Former NBA All-Star Michael Finley is putting his front-office career on hold in hopes of extending his playing career, according to sources with knowledge of his plans.
Sources told ESPN that Finley, after participating in NBA pickup games all summer, continues to work out vigorously in pursuit of a contract that would give him one more run as an NBA player before shifting his focus to front-office work.
Late last spring, Finley began quietly working as an untitled but prominent member of the Dallas Mavericks' front-office team. The 39-year-old quickly convinced Mavericks owner Mark Cuban that he has promise as an executive, to the point that Cuban unexpectedly dispatched Finley alongside coach Rick Carlisle and president of basketball operations Donnie Nelson on what ultimately proved to be a failed recruiting mission to try to sign Deron Williams away from the Brooklyn Nets.

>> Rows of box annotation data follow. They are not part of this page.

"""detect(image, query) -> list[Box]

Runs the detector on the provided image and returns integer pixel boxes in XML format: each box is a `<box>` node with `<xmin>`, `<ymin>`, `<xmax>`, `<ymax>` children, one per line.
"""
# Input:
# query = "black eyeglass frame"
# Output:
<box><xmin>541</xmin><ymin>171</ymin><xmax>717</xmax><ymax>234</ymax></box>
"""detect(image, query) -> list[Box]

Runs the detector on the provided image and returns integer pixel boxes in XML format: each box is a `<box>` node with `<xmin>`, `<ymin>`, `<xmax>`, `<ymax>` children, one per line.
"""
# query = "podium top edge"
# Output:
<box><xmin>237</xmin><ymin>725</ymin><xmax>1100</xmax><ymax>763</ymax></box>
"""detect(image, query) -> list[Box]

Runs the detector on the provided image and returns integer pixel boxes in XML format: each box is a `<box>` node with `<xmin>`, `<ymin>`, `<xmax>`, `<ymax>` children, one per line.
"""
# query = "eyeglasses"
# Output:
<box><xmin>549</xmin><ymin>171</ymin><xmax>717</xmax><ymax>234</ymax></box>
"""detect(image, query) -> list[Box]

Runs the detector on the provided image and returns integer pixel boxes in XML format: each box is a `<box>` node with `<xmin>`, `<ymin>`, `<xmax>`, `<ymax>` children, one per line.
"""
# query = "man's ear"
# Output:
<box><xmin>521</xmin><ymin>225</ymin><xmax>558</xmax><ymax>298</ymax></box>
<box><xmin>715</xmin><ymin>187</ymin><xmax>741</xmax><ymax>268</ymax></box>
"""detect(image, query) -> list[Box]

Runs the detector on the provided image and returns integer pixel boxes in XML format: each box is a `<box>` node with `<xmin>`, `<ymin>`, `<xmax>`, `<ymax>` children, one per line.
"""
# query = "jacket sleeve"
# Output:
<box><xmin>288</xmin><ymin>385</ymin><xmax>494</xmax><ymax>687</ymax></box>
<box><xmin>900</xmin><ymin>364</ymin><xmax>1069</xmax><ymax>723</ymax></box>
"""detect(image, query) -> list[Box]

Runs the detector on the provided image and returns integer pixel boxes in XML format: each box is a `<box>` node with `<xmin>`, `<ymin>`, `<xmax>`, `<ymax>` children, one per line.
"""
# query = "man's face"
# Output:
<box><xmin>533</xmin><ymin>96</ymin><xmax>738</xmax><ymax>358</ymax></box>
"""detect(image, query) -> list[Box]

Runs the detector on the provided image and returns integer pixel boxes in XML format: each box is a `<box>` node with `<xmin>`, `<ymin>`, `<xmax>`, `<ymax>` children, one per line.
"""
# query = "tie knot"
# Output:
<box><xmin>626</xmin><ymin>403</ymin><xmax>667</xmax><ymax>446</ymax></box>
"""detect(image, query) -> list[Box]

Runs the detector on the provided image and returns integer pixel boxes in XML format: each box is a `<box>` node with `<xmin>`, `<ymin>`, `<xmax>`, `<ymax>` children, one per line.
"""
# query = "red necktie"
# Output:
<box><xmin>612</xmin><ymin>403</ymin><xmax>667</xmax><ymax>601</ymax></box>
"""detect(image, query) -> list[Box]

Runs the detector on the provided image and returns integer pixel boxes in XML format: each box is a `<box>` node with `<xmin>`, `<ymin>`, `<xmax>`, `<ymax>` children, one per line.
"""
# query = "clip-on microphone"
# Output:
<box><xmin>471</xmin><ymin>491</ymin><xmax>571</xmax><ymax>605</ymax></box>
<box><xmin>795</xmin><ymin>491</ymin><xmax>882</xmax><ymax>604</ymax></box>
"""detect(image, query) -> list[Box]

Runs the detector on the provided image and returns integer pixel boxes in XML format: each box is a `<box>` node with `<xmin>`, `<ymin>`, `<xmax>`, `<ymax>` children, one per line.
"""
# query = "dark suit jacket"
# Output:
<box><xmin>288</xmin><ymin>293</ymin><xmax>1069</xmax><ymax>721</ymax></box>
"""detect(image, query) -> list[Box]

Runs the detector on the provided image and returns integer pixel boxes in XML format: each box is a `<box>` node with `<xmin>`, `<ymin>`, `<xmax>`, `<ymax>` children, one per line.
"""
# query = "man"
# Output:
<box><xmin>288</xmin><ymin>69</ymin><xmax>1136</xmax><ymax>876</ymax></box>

Finley then continued to work under Nelson through the offseason, but also never stopped training to keep alive his comeback bid. After Nelson publicly acknowledged for the first time in August that both Finley and former teammate Eduardo Najera were working as special assistants to the GM, sources say the Mavericks invited Finley to training camp as a player on a non-guaranteed contract before a minor calf injury scuttled that plan.
Finley has since shaken that injury and, through longtime agent Henry Thomas, is pitching himself to teams as a capable shooter off the bench and mentor to young players.
He has been determined to carve out one more playing niche after a lengthy recovery from ankle surgery during the 2010 offseason complicated his efforts to find a job in 2010-11. Finley then flirted with making a comeback in the D-League last season -- which is a path veteran players have increasingly used to get on the NBA radar -- but ultimately decided against it.
Sources say Finley has been encouraged by the positive impact Rasheed Wallace has made in New York after coming out of retirement -- as well as Jerry Stackhouse's recent move to Brooklyn and Antonio McDyess' reported desire to restart his career -- because he has privately believed for months he could have a similar effect on a team's locker room.
Finley last played in the NBA with Boston during the 2010 playoffs but was eager to try to win a job in training camp with the Mavs, even though Dallas entered camp carrying the league maximum 15 guaranteed contracts on its roster.
Along with Steve Nash, Finley teamed with Mavs star Dirk Nowitzki to form the trio that transformed the Mavericks from a horrific decade in the 1990s and launched the franchise's ongoing run of 12 successive playoff berths.
Finley left Dallas in 2005 when Cuban, looking to drastically reduce his luxury-tax bill, waived the two-time All-Star through the league's first amnesty clause. Finley went on to win a championship ring with rival San Antonio in 2007, but has remained one of Nowitzki's closest friends and most revered teammates.